Same with so many activities at the crossroads...the store, where young clerks cannot make the simplest change without a calculator. Same at the schoolhouse, always built at the center of traffic, and “child-raising activity”. You are forced to send your children to schools, forced to pay the taxes to support the schools, what redress do you have if your children do not learn anything at the school?


Same at the church house, having lost the essence of worship, the tares having taken over the church. The human propensity is towards sin not away from sin. (Philippians 2:15) You are unable to tell (their dress, their language, their commitment) the difference in those at the church house, from those at the clubhouse (private social clubs, country clubs, fraternal organizations).

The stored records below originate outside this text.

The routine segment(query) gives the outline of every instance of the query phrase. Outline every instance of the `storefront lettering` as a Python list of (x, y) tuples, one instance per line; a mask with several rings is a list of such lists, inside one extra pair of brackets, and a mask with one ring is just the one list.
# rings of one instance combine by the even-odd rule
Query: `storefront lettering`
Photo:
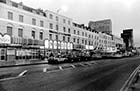
[(10, 44), (11, 43), (11, 37), (9, 35), (0, 35), (0, 43)]

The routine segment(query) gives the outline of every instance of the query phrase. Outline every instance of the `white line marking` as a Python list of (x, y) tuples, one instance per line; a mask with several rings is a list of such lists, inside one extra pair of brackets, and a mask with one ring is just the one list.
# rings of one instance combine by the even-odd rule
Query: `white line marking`
[(24, 71), (21, 72), (18, 76), (21, 77), (21, 76), (23, 76), (25, 73), (27, 73), (27, 70), (24, 70)]
[(86, 65), (84, 65), (84, 64), (82, 64), (82, 63), (79, 63), (79, 64), (80, 64), (81, 66), (84, 66), (84, 67), (86, 66)]
[(0, 79), (0, 82), (1, 81), (7, 81), (7, 80), (13, 80), (13, 79), (17, 79), (17, 78), (20, 78), (20, 77), (17, 76), (17, 77), (9, 77), (9, 78), (5, 78), (5, 79)]
[(75, 68), (75, 66), (73, 64), (71, 64), (72, 68)]
[(46, 72), (46, 71), (47, 71), (47, 68), (44, 68), (44, 69), (43, 69), (43, 72)]
[(61, 66), (59, 66), (59, 69), (60, 69), (60, 70), (63, 70), (63, 68), (62, 68)]

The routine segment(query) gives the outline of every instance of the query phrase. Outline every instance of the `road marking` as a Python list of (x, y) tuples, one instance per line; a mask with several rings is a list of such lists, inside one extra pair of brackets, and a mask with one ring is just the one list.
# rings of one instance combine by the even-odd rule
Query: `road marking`
[(59, 66), (59, 69), (60, 69), (60, 70), (63, 70), (63, 68), (62, 68), (61, 66)]
[(95, 62), (95, 61), (92, 61), (92, 62), (90, 62), (90, 63), (94, 63), (94, 64), (97, 64), (97, 62)]
[(47, 71), (47, 68), (44, 68), (44, 69), (43, 69), (43, 72), (46, 72), (46, 71)]
[(24, 71), (21, 72), (18, 76), (21, 77), (21, 76), (25, 75), (25, 73), (27, 73), (27, 70), (24, 70)]
[(86, 66), (86, 65), (84, 65), (83, 63), (79, 63), (79, 64), (80, 64), (81, 66), (84, 66), (84, 67)]
[(13, 79), (17, 79), (17, 78), (20, 78), (20, 77), (17, 76), (17, 77), (9, 77), (9, 78), (5, 78), (5, 79), (0, 79), (0, 82), (1, 81), (7, 81), (7, 80), (13, 80)]
[(88, 64), (89, 66), (92, 65), (91, 63), (86, 63), (86, 64)]
[(75, 68), (75, 66), (73, 64), (71, 64), (72, 68)]

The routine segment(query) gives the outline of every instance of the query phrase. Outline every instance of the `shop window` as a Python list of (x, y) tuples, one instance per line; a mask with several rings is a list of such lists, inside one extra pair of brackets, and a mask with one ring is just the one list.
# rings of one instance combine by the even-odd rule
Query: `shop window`
[(5, 50), (1, 50), (1, 60), (5, 60)]
[(13, 30), (12, 27), (7, 26), (7, 34), (8, 34), (8, 35), (12, 36), (12, 30)]

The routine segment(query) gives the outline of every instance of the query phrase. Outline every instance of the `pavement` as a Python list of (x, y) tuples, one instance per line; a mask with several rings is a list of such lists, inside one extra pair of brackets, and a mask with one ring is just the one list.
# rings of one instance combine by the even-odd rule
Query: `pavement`
[(27, 66), (27, 65), (39, 65), (48, 63), (47, 59), (30, 59), (30, 60), (15, 60), (15, 61), (0, 61), (0, 68), (5, 67), (17, 67), (17, 66)]

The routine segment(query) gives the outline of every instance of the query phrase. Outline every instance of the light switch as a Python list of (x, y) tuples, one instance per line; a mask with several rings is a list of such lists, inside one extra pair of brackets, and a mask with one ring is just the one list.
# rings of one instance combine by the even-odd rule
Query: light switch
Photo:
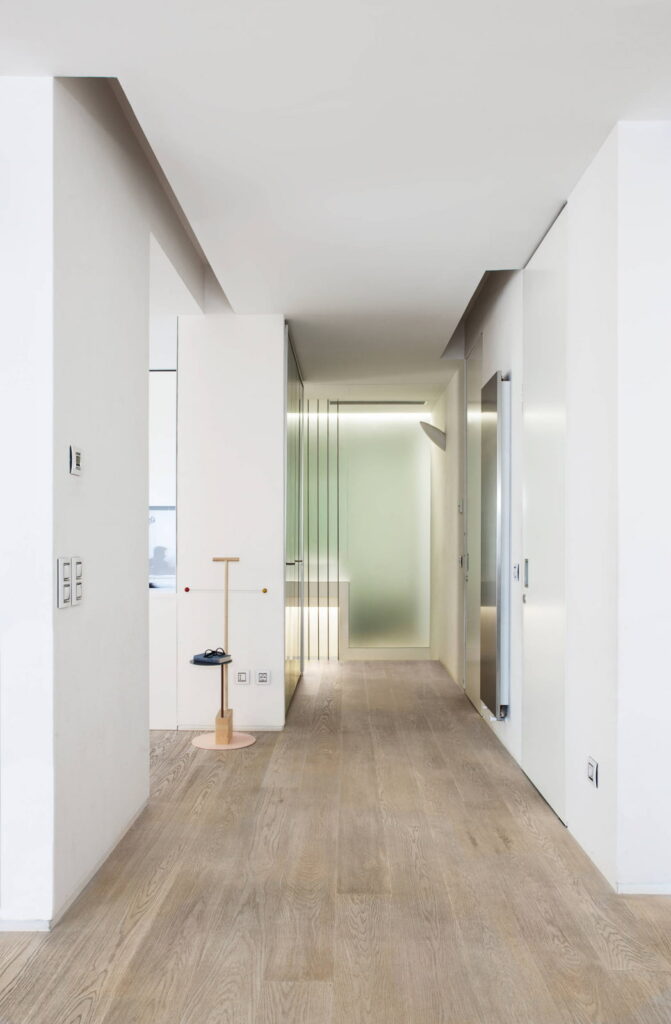
[(72, 603), (81, 604), (84, 593), (84, 563), (79, 555), (72, 556)]
[(57, 604), (69, 608), (72, 604), (72, 561), (59, 558), (56, 563)]

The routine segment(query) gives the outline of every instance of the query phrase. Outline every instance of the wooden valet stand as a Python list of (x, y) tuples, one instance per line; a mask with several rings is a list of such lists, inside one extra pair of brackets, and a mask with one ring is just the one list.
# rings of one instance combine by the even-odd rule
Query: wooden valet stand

Mid-twentieth century, every crossroads community, every town of any size, set aside athletic/sports fields. At first, families and onlookers would just stand around outside of the field itself. Then, some enterprising community member built stands where they could sit, then came stadiums, arenas. Larger public areas became lavish golf courses, soccer fields, etc.


The nexus for athletes, businessmen, politicians, pastors: preparation and encouragement at home and at school. Each crossroads community, as it grew into a village, town or city, could justifiably take pride in it's development, its streets, sidewalks, traffic lights, public places (parks, assembly halls, libraries although until this minute, the largest minority of the population, the disabled, are not able to participate in these areas even though they pay their taxes to support such), likewise any municipality could take pride in sons and daughters raised there, becoming outstanding in some area of endeavor.


Each municipality, each division of landmass, assuredly wanted its best to represent them anywhere and everywhere, most certainly in government. How did we reach the place in which we find ourselves: corruption in government, the greed of business, hypocrisy in religion, failure in education. Somewhere, somehow, everyone started taking shortcuts. I found in my own town, with prolific traffic, if you do not know the shortcuts you do not get many places very fast!


Dietrich Bonhoffer, Lutheran preacher, hanged naked by the Nazis toward the end of WWII, said, “it is a righteous man that lives for the next generation.” In all our doing, we forgot to drain the swamp to give our communities necessary cleansing.


One of my neighbors, a 95 year-old man, sent for me. the newspaper at his death determined him to be a founder of the community, persistently wanting “the best for everyone”. I remember so well him saying to me, “it is too late for me, but I wish I had given myself, my time, my wealth in sustaining your ideals, your conservatism in faith and actions, these are the only things which will restore the country to the greatness which it once had.”